Profile-Guided Optimisation#

Profile-Guided Optimisation (PGO) is a two-phase process: first build an instrumented binary, run it with a representative workload to collect profile data, then rebuild with the profile data to produce an optimised binary. LIBRA automates the compiler flags for both phases.

For the variable reference, see LIBRA_PGO in Variable reference.

1. Add PGO presets#

{
  "configurePresets": [
    {
      "name": "pgo-gen",
      "inherits": "base",
      "cacheVariables": {
        "CMAKE_BUILD_TYPE": "Release",
        "LIBRA_PGO": "GEN"
      }
    },
    {
      "name": "pgo-use",
      "inherits": "base",
      "cacheVariables": {
        "CMAKE_BUILD_TYPE": "Release",
        "LIBRA_PGO": "USE"
      }
    }
  ],
  "buildPresets": [
    { "name": "pgo-gen", "configurePreset": "pgo-gen" },
    { "name": "pgo-use", "configurePreset": "pgo-use" }
  ]
}

2. GEN phase — build and profile#

Build the instrumented binary and run it with a representative workload. The workload should cover the hot paths you want the compiler to optimise — typically your benchmarks or a realistic subset of your test suite.

clibra build --preset pgo-gen
./build/pgo-gen/my_application --representative-workload
cmake --preset pgo-gen
cmake --build --preset pgo-gen
./build/pgo-gen/my_application --representative-workload

3. Merge profile data (Clang only)#

GCC writes .gcda files directly in a form the USE phase can read. Clang writes .profraw files that must be merged first:

# Clang / Intel LLVM only
llvm-profdata merge \
  -output=build/pgo-gen/default.profdata \
  build/pgo-gen/default*.profraw

If you have multiple .profraw files from different runs, merge them all to produce a single .profdata:

llvm-profdata merge \
  -output=build/pgo-gen/merged.profdata \
  build/pgo-gen/*.profraw

4. USE phase — build the optimised binary#

clibra build --preset pgo-use
cmake --preset pgo-use
cmake --build --preset pgo-use

The compiler reads the profile data from the GEN build directory automatically (LIBRA passes the correct -fprofile-use= path). The resulting binary in build/pgo-use/ is tuned to the workload you ran in the GEN phase.

Note

For Clang, LIBRA passes -fprofile-use=build/pgo-gen/default.profdata by default. If you merged to a different path, set LIBRA_PGO_PROFILE_PATH in your pgo-use preset’s cacheVariables.

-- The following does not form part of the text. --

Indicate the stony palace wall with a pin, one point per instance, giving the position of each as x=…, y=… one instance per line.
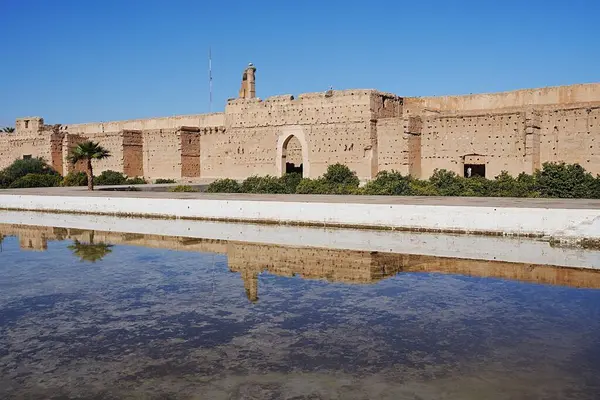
x=367, y=130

5. Verify the improvement#

Compare the instrumented and optimised binaries with your benchmark:

# Instrumented binary (GEN phase — slower due to instrumentation)
time ./build/pgo-gen/my_application --benchmark

# Optimised binary (USE phase)
time ./build/pgo-use/my_application --benchmark

Typical improvements are 5–20% for CPU-bound workloads. Memory-bound workloads see smaller gains.

Common issues#

“Profile data not found” during USE phase

The compiler looks for profile data relative to the build directory. Make sure the GEN binary was run from or wrote data to the expected location. For Clang, verify the .profdata file exists at build/pgo-gen/default.profdata.

“Profile data out of date” warnings

The source changed between the GEN and USE builds. The compiler falls back to non-PGO optimisation for affected functions. Re-run the GEN phase with the current source before rebuilding with USE.

Low workload coverage

If the workload only exercises 20% of the code, PGO only helps that 20%. Profile data from test suites tends to cover more code paths than a single benchmark run — consider running the full test suite as the GEN workload if individual benchmarks are insufficient.